CategoryShowcase
⭐ Featured

The Claude Code Hackathon Winner: Eval-Driven Development with Everything Claude Code

How affaan-m's everything-claude-code collection won the Cerebral Valley x Anthropic Hackathon with eval-driven development — and how you can use these Claude Skills to build faster, with fewer bugs.

Claude Skills TeamMarch 9, 20269 min read
#claude-skills#eval-driven-development#hackathon#claude-code#software-engineering
The Claude Code Hackathon Winner: Eval-Driven Development with Everything Claude Code

In February 2026, a developer named affaan-m won the Cerebral Valley x Anthropic Hackathon with a collection of Claude Skills that has since accumulated over 68,000 stars on GitHub. The project — everything-claude-code — isn't just a set of tools.

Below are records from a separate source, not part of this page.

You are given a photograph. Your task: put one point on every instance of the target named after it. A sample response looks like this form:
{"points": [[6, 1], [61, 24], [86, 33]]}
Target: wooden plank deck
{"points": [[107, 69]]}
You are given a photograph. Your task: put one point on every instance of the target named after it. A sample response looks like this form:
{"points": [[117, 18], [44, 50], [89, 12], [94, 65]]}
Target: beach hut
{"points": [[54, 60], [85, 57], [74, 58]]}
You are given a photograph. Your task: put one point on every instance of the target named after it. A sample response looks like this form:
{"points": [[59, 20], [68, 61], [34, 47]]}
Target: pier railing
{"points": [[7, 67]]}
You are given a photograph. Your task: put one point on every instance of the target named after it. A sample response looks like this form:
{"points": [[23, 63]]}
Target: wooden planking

It's a complete methodology for AI-assisted software development built around a concept called eval-driven development (EDD).

This is the story of how that collection was built in 8 hours, what problems it solves, and how you can use it today to build faster with fewer bugs.

The Hackathon: 8 Hours, $15,000 Prize

The Cerebral Valley x Anthropic Hackathon brought together teams to push Claude Code to its limits. affaan-m's submission stood out not for exotic features but for engineering discipline: a systematic methodology for human-AI collaboration that produced measurably better software.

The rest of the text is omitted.